Deborah Praytor, admittedly, is not the school bus driver to go to for a bear hug if you’re having a rough day. But she’s there if you need some straight talk.
“I’m not a touchy-feely person,” Praytor said.
However, she can level with middle schoolers looking to have honest conversations.
Praytor has been transporting middle schoolers for Henderson County Public Schools a total of 14 years – seven at Flat Rock Middle and seven at Hendersonville Middle – because she appreciates the middle school age.
Praytor said the students who ride her bus know she’s no-nonsense when it comes to rules on her bus. “I don’t bend the rules much,” she said. “You’re always sitting. You’re not turning around.”

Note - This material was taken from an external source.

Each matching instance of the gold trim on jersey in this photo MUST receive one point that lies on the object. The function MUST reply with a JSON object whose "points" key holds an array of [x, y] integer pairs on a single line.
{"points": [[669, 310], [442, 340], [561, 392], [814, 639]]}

But it’s also Praytor’s straightforwardness that has students seeking her out for advice.
Praytor understands that middle schoolers are at pivotal points in their lives when they have opportunities to begin making decisions that will affect the courses of their lives. She said she tries to impart the importance of continuing education and waiting to make adult decisions.
“I have a 9th grade education because I became a teenage mom,” Praytor said. “I don’t sugarcoat anything. I’m pretty straightforward.”
She said many times, students are simply seeking attention, and Praytor is happy to provide a listening ear.
“They know after so many years me of being here, who to come talk to,” she said.
And after so many years of being at Hendersonville Middle, students got a closer glimpse into Praytor’s life beyond the walls of the school, when they interviewed her last year for School Bus Driver Appreciation Week. As it turns out, Praytor’s hidden talent is archery – matched only by her “world famous beef stew.” The Mills River native dreams of visiting the Alaskan wilderness and Mt. Hood, Oregon, and says her proudest accomplishment is raising two wonderful sons – though it wasn’t always easy.
Her advice to students? “Always try your best and work hard!”
Praytor said she hopes she can provide some structure in her students’ daily lives, and help guide them to make wise decisions as they mature.
“Once they get on that bus, they’re my kids,” Praytor said. “Hopefully, (I can) make a difference.”